National companies, like Alaska Airlines, and other municipalities, such as Malibu, California, have already begun ending the circulation of single-use plastic straws. In Seattle, the plastic straws and utensils ban took effect on July 1. On July 9 Starbucks announced it will eliminate the company’s global use of straws by 2020.
Business owners who participate in the county voluntary plastic straw and utensil ban receive free campaign marketing materials, including table tents and stickers for doors and windows. The stickers, said Herrenkohl, are the only campaign material made of plastic, which is recycled.
A map on www.laststraw-sanjuans.org serves as both free advertising for restaurants and a resource for customers looking for businesses that match their environmental outlook, said Roemers-Kleven.

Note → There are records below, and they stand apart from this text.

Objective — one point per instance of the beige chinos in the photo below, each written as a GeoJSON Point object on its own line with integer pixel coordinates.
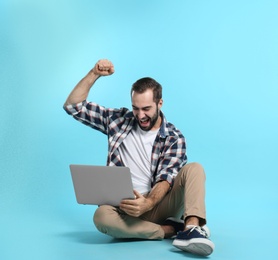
{"type": "Point", "coordinates": [187, 198]}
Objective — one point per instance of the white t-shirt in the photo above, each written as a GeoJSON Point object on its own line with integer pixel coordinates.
{"type": "Point", "coordinates": [135, 152]}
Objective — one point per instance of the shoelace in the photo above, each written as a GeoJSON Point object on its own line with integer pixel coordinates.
{"type": "Point", "coordinates": [200, 230]}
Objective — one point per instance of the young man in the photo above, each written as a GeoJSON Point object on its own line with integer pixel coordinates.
{"type": "Point", "coordinates": [165, 187]}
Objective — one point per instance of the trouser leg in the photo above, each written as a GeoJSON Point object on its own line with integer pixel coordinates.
{"type": "Point", "coordinates": [192, 178]}
{"type": "Point", "coordinates": [187, 198]}
{"type": "Point", "coordinates": [112, 221]}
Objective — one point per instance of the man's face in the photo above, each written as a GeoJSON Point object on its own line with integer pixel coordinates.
{"type": "Point", "coordinates": [146, 111]}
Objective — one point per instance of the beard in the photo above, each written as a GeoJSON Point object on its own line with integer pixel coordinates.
{"type": "Point", "coordinates": [151, 120]}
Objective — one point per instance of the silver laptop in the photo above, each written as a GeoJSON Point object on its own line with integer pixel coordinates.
{"type": "Point", "coordinates": [101, 185]}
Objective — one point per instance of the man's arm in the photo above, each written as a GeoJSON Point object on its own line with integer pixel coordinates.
{"type": "Point", "coordinates": [81, 91]}
{"type": "Point", "coordinates": [143, 204]}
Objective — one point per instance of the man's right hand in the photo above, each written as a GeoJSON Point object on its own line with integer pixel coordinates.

Instead of plastic straws and utensils, campaign sponsors advocate using paper or other materials that will disintegrate into natural elements. According to the website for Aardvark, a company recommended by the campaign, its paper straws cost only a cent more than the plastic alternatives and break down in 30-60 days.
In comparison, a website for an environmental advocacy group called Ocean Conservancy states plastic straws could spend several hundreds of years in landfills, though the site provides no scientific evidence.
While paper straws can cost slightly more than plastic, Roemers-Kleven explained that many local restaurant employees have stopped serving straws in every drink, which saves both money and resources.
Not creating waste, added Roemers-Kleven, is the best way to prevent it.
“Just recycling isn’t going to do it,” said Roemers-Kleven, “we really have to reduce our use.”